Zacharie Vincent naît dans une communauté wendat. À la suite d’épidémies et de conflits avec les Haudenosaunee, les Wendats migrent de la région des Grands Lacs vers la région de Québec durant la deuxième moitié du 17e siècle, et ils y vivent sous la protection des missionnaires. Après s’être déplacés à plusieurs reprises, les Wendats s’installent définitivement à Jeune-Lorette (maintenant Wendake) en 1697 et ils y vivent de la chasse et d’artisanat (voir aussi Hurons-Wendat de Wendake). Zacharie Vincent est le fils du chef Gabriel Vincent et de Marie Otisse (Otis, hôtesse). En 1845, il épouse une veuve haudenosaunee nommée Marie Falardeau.
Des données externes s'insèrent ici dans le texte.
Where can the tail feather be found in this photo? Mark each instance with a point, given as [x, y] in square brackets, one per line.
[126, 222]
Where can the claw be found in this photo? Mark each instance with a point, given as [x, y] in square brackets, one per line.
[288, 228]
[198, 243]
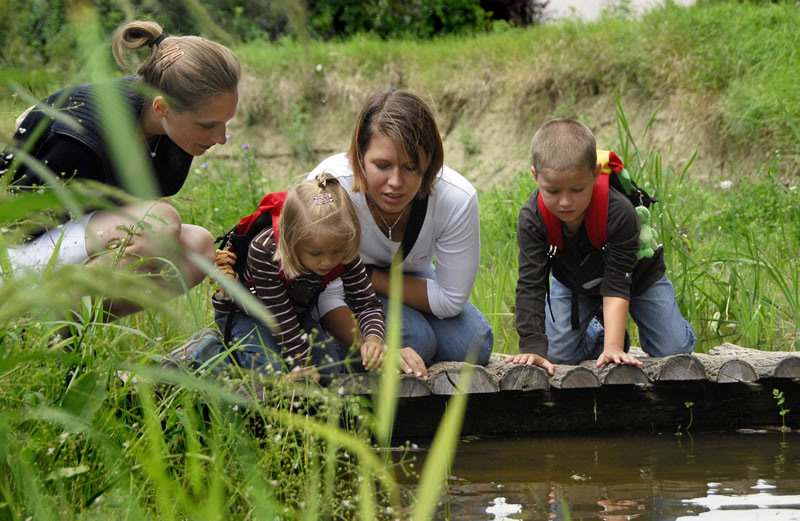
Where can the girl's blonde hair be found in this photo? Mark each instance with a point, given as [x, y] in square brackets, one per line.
[187, 70]
[320, 207]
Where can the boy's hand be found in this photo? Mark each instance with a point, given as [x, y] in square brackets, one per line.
[412, 363]
[532, 359]
[617, 357]
[372, 353]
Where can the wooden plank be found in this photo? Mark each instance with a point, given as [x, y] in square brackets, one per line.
[573, 377]
[515, 377]
[444, 379]
[767, 364]
[682, 367]
[524, 378]
[369, 383]
[727, 370]
[657, 407]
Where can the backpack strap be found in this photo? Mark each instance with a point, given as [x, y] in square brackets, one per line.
[596, 216]
[419, 207]
[552, 224]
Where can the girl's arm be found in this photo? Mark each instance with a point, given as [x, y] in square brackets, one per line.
[271, 291]
[361, 299]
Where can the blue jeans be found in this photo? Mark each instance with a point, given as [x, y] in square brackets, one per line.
[662, 329]
[256, 348]
[446, 339]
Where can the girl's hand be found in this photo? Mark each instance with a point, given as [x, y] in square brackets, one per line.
[412, 363]
[372, 353]
[297, 373]
[532, 359]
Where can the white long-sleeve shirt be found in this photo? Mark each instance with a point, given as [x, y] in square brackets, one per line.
[450, 234]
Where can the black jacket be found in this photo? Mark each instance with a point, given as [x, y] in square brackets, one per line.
[612, 271]
[83, 153]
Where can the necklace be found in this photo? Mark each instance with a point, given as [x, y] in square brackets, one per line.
[389, 228]
[155, 148]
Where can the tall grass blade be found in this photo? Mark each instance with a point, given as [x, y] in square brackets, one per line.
[440, 458]
[390, 379]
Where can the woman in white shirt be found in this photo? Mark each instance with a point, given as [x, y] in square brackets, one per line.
[407, 199]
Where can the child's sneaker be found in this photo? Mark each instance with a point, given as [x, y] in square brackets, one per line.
[204, 345]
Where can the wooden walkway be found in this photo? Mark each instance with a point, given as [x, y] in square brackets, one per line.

Ils ont quatre enfants : Cyprien, Gabriel, Zacharie et Marie.

Éducation

Il est difficile de déterminer le niveau d’alphabétisme de Zacharie Vincent parce qu’il ne signe aucune de ses œuvres. De plus, l’éducation ne devient obligatoire à Lorette qu’à partir de 1830, alors qu’il est adolescent. Il est l’une des rares personnes au 19e siècle à pouvoir encore parler la langue wendat, et il s’inspire presque certainement des codes, des conventions et des éléments rhétoriques de la culture orale dans ses œuvres. En 1838, le peintre Antoine Plamondon peint un portrait de Zacharie Vincent, qui est alors dans la jeune vingtaine, Le dernier Huron. Ce portrait symbolique exprime de manière détournée la crainte des Canadiens français de subir le même sort que les communautés autochtones, qui sont soumises à de considérables pressions pour s’assimiler à la culture coloniale. L’œuvre véhicule également l’image courante de l’Autochtone à l’époque : un sujet fragilisé par le métissage et l’invasion coloniale, et qui est voué à l’extinction. La même année, l’artiste Henry Daniel Thielcke peint un portrait de groupe, Presentation of a Newly Elected Chief of the Huron Tribe. Sur ce tableau, les chefs de la communauté wendat de Jeune-Lorette portent un uniforme officiel, soit une redingote et un chapeau haut de forme, et ils se tiennent autour de Robert Symes, un soldat qui vient d’être nommé chef huron. Afin d’exprimer son individualité, son caractère distinctif et d’afficher son héritage culturel, Zacharie Vincent porte plutôt une coiffe d’argent ornée de plumes qu’il a lui-même conçu. Ce faisant, il cherche à remplacer l’image stéréotypée des peuples autochtones, soit une image homogène, passive, passéiste et défaitiste de l’Autochtone, par une vision dynamique, positive, optimiste.

Œuvres

Zacharie Vincent et son fils Cyprien
Le Lac Saint-Charles

Zacharie Vincent aurait suivi des cours et aurait bénéficié de conseils d’artistes renommés de l’époque, comme Antoine Plamondon, Cornelius Krieghoff, Théophile Hamel et Eugène Hamel. On estime que son œuvre, composée d’huiles sur toiles, d’œuvres sur papier et de sculptures sur bois, contient des centaines d’œuvres. L’art de Zacharie Vincent couvre une variété de thèmes et de genres allant des autoportraits et des portraits aux paysages et aux scènes de genre. Au cours des années 1870, il incorpore également des photographies qu’il prend au studio de Louis-Prudent Vallée à Québec. Il utilise ces photos à la fois comme référence visuelle au lieu d’un miroir lorsqu’il crée ses autoportraits, et comme outil promotionnel pour faire connaître ses services de peintre et de guide de chasse. La photographie qui le représente devant son chevalet en train de peindre un autoportrait projette une image active et créative d’une personne autochtone qui représente une rupture définitive avec l’imagerie conventionnelle de l’époque.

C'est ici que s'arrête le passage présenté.